I am overweight but not horribly so. I have been this way for most of my life. I have wanted to lose weight ever since I was 10 years old. That’s a long time to want something. So, making the decision to stop dieting and pursue health rather than weight loss is nothing short of worldview-shattering. A complete about face. A completely new paradigm positioned 180 degrees from my former belief system.
This kind of conversion doesn’t happen easily or quickly. I’ve sat and mulled and struggled with these feelings and developing beliefs for a year or two now. Even today I’m still often shocked by how radical they sound to my own ears. Deciding to stop dieting has been one of the most terrifying things I’ve ever done, and I’ve just barely gotten started.
I created a plan for myself. Instead of dieting, I would:
- Get active for the right reasons. Find and embrace the pleasure in physical activity. Exercise because it feels good or to meet goals other than weight loss (do 30 push ups, hike that mountain, etc.).
- Learn to cook and eat take-out and prepared food less often
- Practice mindful eating, listen to my hunger signals, etc
- Practice good sleep hygiene (lack of sleep affects the hormones that regulate your appetite and feelings of satisfaction after eating, not to mention the myriad other physical and mental effects)
- Cut out “fat talk” entirely; if others around me are doing it I will not participate or change the subject
Truthfully, I started on number five about a year before I made the rest of my plan to stop dieting. Cutting out fat talk turned out be easier than I thought. At first it felt awkward and I didn’t know how how to act or react when friends and coworkers launched into the usual self-put downs and mutual reassurance tango. It turns out that simply not participating or changing the subject works pretty darn well. In a couple of instances, I talked with some close friends about it and my decision to stop. They were receptive and overtime less and less fat talk creeped into our conversations. Overall, I think I am happier for it. Now when I hear fat talk I’m struck by how annoying and insipid it is, and grateful that it’s no longer a part of my social repertoire It’s been harder, of course, to silence the fat talk that goes on inside my own head, but hey. One step at a time.
This January, I started the rest of the plan. The first week of diet-free living felt amazing. It was FREEDOM. I felt great to eat something “normal” (non-diet food) and even better to allow myself to NOT feel guilty afterwards. The elation didn’t last long, though, as my insecurities and doubts bounced back with a vengeance. They’re still with me today, louder than ever:
I doubt that I will be able to make any real measurable changes in my weight or my health without dieting. I doubt I will be able to stick to my 5 point plan.
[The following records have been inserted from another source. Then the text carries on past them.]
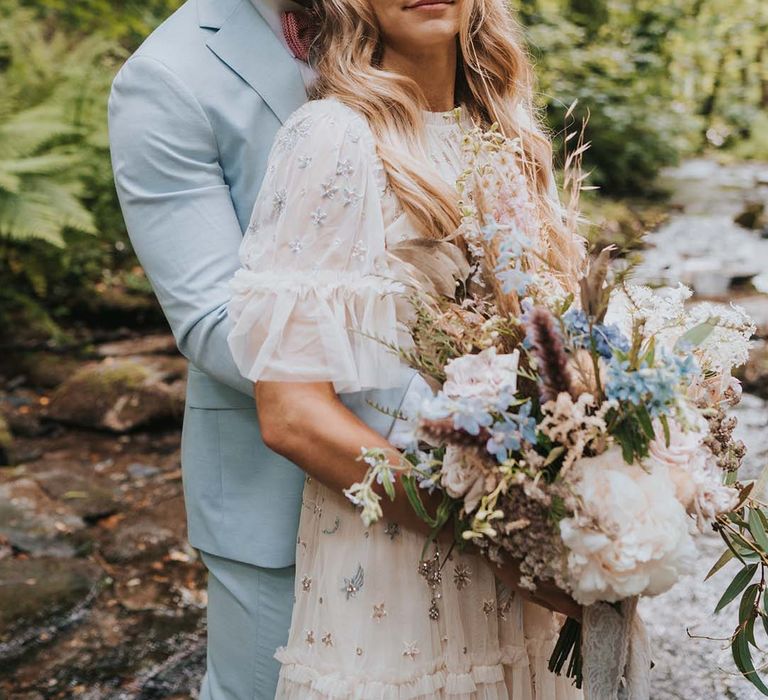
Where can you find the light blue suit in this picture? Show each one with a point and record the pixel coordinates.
(193, 114)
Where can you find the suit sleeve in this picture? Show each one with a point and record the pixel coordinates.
(177, 209)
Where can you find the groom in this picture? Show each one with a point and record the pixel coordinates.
(192, 116)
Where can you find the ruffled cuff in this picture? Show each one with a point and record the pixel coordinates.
(323, 326)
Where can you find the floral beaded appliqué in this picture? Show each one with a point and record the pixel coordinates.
(462, 576)
(353, 585)
(291, 135)
(411, 650)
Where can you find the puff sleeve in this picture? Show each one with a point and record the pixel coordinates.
(313, 284)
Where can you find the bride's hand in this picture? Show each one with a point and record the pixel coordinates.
(547, 594)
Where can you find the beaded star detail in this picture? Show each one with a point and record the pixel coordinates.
(411, 650)
(354, 584)
(462, 576)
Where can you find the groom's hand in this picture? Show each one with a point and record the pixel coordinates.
(547, 594)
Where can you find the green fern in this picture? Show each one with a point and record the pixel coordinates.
(52, 125)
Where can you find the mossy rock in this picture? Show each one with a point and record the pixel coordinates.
(119, 395)
(753, 216)
(45, 370)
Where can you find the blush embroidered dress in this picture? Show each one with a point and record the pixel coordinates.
(315, 280)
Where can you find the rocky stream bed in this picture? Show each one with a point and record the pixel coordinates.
(102, 598)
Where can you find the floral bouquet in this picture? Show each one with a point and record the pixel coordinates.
(582, 432)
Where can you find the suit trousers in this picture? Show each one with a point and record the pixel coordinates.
(249, 615)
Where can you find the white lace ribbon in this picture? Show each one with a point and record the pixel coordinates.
(617, 653)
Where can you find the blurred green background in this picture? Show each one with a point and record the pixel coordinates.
(661, 81)
(101, 596)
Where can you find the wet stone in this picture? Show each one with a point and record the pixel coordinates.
(123, 394)
(33, 522)
(6, 444)
(142, 540)
(145, 345)
(83, 496)
(39, 597)
(137, 470)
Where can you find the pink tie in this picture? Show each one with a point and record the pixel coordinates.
(300, 30)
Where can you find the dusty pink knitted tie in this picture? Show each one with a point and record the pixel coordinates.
(300, 29)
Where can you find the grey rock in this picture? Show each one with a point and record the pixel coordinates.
(145, 345)
(122, 394)
(40, 597)
(32, 522)
(142, 540)
(85, 497)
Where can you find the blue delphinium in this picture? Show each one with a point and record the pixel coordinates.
(512, 245)
(468, 414)
(655, 387)
(607, 337)
(508, 433)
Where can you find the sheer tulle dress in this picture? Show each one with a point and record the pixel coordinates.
(315, 282)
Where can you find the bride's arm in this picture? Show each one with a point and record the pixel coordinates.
(307, 424)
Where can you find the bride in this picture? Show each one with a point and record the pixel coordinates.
(370, 163)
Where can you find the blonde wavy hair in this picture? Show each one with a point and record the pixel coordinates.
(494, 84)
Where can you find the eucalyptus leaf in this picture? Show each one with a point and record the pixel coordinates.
(742, 656)
(739, 583)
(757, 528)
(414, 498)
(725, 557)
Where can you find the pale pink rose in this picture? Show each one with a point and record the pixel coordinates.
(483, 376)
(463, 476)
(694, 472)
(715, 389)
(684, 455)
(630, 535)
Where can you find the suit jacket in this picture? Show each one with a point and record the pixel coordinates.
(193, 114)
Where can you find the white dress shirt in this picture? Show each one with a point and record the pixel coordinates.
(271, 10)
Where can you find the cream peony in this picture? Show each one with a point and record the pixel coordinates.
(694, 472)
(630, 536)
(482, 376)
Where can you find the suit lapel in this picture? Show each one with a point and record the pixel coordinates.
(247, 45)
I doubt I will be able to be happy if I stay at my current weight, even if I’m super healthy and fit.
I doubt everything regularly, but I’m so committed to building sustainable, healthy habits that will last for the rest of my life that I can’t give up.
It turns out that quitting dieting is the easiest part of making this lifestyle change. A harder part is actually developing and maintaining my new, healthier, lifestyle and the hardest part of all is silencing the doubts and insecurities that make me want to give up or give in to the seeming futility of it all.
I appreciate the message behind Healthy Choice’s latest ad campaign: “Don’t diet. Live Healthy.” I believe it to be a healing message for both individuals and our sick culture. Of course, if it were easy to “live healthy” in America today we wouldn’t have turned to dieting in the first place. And as great as Healthy Choice products are (that is, marginally better than SmartOnes and other diet food), frozen dinners are not the answer.